Nuggets & Stray Bits
- For a time, I somehow had it in my head that Prime Directive takes place in an alternate timeline. There’s nothing in the text that supports this, either explicitly or implicitly, but somehow it makes more sense to me that way and I’m headcanoning it and there’s nothing you can do about it so myeh.
- Of all the books I would have expected to receive a callback here, Black Fire would have been near the very bottom of the list. But when McCoy shows up disguised as a space pirate and calling himself “Black Ire”, it’s hard to convince oneself that that association wasn’t totally intentional.
- p. 38: “She was about eight standard years old, taller than most her age, which meant she was probably from one of the smaller Martian cities where the citizens had voted against higher gravity.” For some reason, this makes me imagine an outraged citizen of Mars ranting about “them daggone libruls” trying to restrict his freedoms by making it so he can’t jump five feet every step.
- p. 84: Gauvreau tells Kirk not to be such a Herbert, which might be my favorite callback in one of these books so far despite “The Way to Eden” residing among my bottom five episodes.
- p. 98: Kirk basically invents Ten Forward: “What a starship needs is a bar, Kirk thought. A nice lounge somewhere, maybe forward where there’d be a good view, a few tables, a place to go and relax off duty. Perhaps he’d suggest it in his next report.”
- p. 136: Kirk is well and truly wigged out by television: “You mean the Talin just watch those transmissions without the ability to alter them as they proceed?” Maybe we should get Sisko in here to explain the appeal.
- p. 335: Spock gives Sulu a 2 percent lower chance of making it to Talin IV than Chekov despite the fact that they went together. When Sulu shows (possibly mock) indignation, Spock explains that he factored in the possibility that Sulu might enjoy the pirate life enough to ditch Chekov and the idea of returning to Talin altogether. Can’t fault that logic.
Final Assessment
Excellent. Without question the best event novel covered on this site so far, Prime Directive brings the heat from the very beginning and never lets up for a second. It’s bursting at the seams with action, tension, and the kinds of little details that really put Star Trek over the top as a one-of-a-kind fictional universe. Marvelous character work all around. An absolute delight, and one of the top must-reads for anyone who wants to obtain a solid grasp of the qualities that make the TOS crew so legendary.

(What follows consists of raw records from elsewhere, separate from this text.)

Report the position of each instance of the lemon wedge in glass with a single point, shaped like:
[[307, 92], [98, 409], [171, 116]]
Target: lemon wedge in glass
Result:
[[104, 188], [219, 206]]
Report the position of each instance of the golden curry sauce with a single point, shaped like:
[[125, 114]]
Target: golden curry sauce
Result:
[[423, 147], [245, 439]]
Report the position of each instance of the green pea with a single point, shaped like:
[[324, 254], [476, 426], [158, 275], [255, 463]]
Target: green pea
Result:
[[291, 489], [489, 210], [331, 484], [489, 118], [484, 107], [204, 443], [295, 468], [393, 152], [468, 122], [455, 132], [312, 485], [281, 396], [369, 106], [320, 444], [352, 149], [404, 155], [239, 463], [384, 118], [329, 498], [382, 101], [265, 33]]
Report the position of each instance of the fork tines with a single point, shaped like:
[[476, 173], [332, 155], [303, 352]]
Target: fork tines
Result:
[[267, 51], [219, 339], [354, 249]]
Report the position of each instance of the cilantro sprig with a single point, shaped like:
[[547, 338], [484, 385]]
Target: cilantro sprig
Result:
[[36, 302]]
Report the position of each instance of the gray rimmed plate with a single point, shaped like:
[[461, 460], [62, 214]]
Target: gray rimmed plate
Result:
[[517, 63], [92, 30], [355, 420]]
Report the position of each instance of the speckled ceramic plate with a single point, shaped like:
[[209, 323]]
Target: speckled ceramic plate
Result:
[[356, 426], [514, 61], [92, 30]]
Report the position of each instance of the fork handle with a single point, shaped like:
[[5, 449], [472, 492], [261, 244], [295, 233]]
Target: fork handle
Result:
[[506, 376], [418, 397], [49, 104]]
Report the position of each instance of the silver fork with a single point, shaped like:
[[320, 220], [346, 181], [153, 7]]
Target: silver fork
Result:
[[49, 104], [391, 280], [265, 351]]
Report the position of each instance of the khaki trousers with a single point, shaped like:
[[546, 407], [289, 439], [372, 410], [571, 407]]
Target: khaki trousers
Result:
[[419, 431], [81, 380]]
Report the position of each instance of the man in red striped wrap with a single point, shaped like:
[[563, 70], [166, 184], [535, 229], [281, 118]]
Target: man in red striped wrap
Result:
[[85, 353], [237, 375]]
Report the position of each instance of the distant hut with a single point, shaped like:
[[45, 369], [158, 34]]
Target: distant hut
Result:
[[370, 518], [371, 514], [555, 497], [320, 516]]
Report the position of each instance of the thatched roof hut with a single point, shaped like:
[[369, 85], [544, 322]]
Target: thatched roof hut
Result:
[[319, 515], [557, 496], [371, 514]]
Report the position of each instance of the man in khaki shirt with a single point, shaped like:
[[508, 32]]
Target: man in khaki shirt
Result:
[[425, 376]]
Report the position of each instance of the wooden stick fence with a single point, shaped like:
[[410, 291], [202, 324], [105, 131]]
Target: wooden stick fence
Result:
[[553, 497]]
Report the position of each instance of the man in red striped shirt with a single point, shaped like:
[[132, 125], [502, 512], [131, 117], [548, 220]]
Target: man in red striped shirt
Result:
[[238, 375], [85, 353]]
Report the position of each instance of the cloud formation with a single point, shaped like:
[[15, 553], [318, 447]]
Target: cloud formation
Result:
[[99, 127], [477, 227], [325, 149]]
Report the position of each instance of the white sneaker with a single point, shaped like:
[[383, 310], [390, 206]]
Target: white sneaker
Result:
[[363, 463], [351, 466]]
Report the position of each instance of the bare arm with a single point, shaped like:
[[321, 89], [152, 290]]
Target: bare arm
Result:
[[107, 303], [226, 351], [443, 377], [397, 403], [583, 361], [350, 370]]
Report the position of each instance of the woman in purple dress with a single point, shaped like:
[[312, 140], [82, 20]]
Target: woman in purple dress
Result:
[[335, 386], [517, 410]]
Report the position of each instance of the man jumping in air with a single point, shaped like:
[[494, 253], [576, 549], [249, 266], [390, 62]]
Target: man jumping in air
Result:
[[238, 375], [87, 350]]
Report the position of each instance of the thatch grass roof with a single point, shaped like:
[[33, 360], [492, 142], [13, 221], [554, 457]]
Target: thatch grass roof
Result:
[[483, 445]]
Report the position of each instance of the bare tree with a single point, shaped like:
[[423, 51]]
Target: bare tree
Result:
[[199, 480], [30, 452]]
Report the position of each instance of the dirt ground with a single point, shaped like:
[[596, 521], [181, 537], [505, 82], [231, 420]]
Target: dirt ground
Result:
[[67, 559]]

NEXT TIME: Geordi and Dr. Selar see through The Eyes of the Beholders
Adam Goss
Prime Directive was one of those rare novels that frustrate the hell out of me – an amazing roller-coaster ride of a story, great characters, building tension, and then you get to the climax/resolution and…. and… and I don’t understand what the hell happened, or what the point of it all was. Like the roller coaster takes a sudden left-turn and you wind up slowly passing by a corporate board meeting staffed by talking walnuts. I’m sad to say it was not the first time with these authors also – Memory Prime had the exact same frustrating confusing hand-wavium-loaded climax that left me screaming at the book “HUH? What happened? Someone PLEASE explain what happened! I’m not stupid and I can’t understand how this was an explainable resolution!”
Maybe I ought to try it again. Maybe 47 old me will pick up on something 18 me missed…
jess
At this point I can probably admit I didn’t understand Memory Prime that well either.